El conde de Haga levantó el vaso a la altura de los ojos y lo miró a la luz de las velas.

El vino brillaba en el vaso como un rubí líquido.

—Es cierto, señor mariscal; gracias.

Y el conde pronunció la palabra «gracias» con un tono tan noble y grato, que los asistentes, electrizados, se levantaron a la vez, gritando:

—¡Viva Su Majestad!

—Es cierto —respondió el conde de Haga—. ¡Viva Su Majestad el rey de Francia! ¿No sois de mi opinión, monsieur de La Perouse?

—Señor conde —respondió el capitán con el acento a la vez adulador y respetuoso del hombre que está acostumbrado a tratar con cabezas coronadas—, he dejado al rey hace una hora, y el rey ha tenido tales bondades conmigo que nadie gritaría más alto que yo: ¡Viva el rey! Lo que ocurre es que, como dentro de una hora he de tomar el coche de posta que me llevará al mar, donde me esperan los dos navíos que el rey pone a mi disposición, una vez que haya salido de aquí, os pediré permiso para gritar: ¡Viva otro rey!, al que precisamente me gustaría mucho servir si no tuviese ya tan buen señor.

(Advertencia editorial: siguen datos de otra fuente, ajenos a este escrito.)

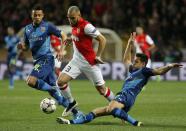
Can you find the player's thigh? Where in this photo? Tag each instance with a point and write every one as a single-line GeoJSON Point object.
{"type": "Point", "coordinates": [149, 63]}
{"type": "Point", "coordinates": [94, 74]}
{"type": "Point", "coordinates": [43, 68]}
{"type": "Point", "coordinates": [57, 63]}
{"type": "Point", "coordinates": [71, 71]}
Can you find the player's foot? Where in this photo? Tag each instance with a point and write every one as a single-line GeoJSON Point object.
{"type": "Point", "coordinates": [70, 107]}
{"type": "Point", "coordinates": [78, 115]}
{"type": "Point", "coordinates": [61, 120]}
{"type": "Point", "coordinates": [138, 123]}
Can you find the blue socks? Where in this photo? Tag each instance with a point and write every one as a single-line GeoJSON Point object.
{"type": "Point", "coordinates": [119, 113]}
{"type": "Point", "coordinates": [53, 91]}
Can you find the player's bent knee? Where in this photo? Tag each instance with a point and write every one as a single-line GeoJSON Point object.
{"type": "Point", "coordinates": [101, 90]}
{"type": "Point", "coordinates": [31, 81]}
{"type": "Point", "coordinates": [110, 109]}
{"type": "Point", "coordinates": [61, 83]}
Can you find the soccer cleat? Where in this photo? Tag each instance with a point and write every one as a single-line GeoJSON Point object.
{"type": "Point", "coordinates": [79, 115]}
{"type": "Point", "coordinates": [61, 120]}
{"type": "Point", "coordinates": [70, 107]}
{"type": "Point", "coordinates": [138, 123]}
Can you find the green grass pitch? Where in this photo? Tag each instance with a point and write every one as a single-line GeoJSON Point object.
{"type": "Point", "coordinates": [161, 106]}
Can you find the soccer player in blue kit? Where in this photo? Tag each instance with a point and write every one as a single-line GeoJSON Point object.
{"type": "Point", "coordinates": [37, 38]}
{"type": "Point", "coordinates": [11, 41]}
{"type": "Point", "coordinates": [138, 76]}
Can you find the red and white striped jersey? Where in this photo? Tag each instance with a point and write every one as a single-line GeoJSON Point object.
{"type": "Point", "coordinates": [82, 35]}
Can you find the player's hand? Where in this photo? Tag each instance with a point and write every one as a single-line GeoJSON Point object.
{"type": "Point", "coordinates": [68, 41]}
{"type": "Point", "coordinates": [132, 37]}
{"type": "Point", "coordinates": [21, 46]}
{"type": "Point", "coordinates": [99, 60]}
{"type": "Point", "coordinates": [175, 65]}
{"type": "Point", "coordinates": [59, 56]}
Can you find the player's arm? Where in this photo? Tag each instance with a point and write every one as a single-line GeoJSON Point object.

Levantando su vaso, monsieur de La Perouse saludó humildemente al conde de Haga.

—Ese saludo —dijo madame du Barry, sentada a la izquierda del mariscal— lo compartimos nosotros también. Pero sería preciso que el decano de esta reunión lo transmitiese al Parlamento.

—¿La proposición se dirige a vos, De Taverney, o a mí? —preguntó el mariscal.

—Yo no lo creo —dijo un nuevo personaje, situado frente al cardenal Richelieu.

—¿Qué es lo que no creéis, monsieur de Cagliostro? —dijo el conde de Haga, fijando su aguda mirada sobre su interlocutor.

—No creo, señor conde —dijo De Cagliostro, inclinándose—, que monsieur de Richelieu sea el mayor de nosotros.

—¡Bien dicho! —agregó el mariscal—. Según parece, el más viejo sois vos, De Taverney.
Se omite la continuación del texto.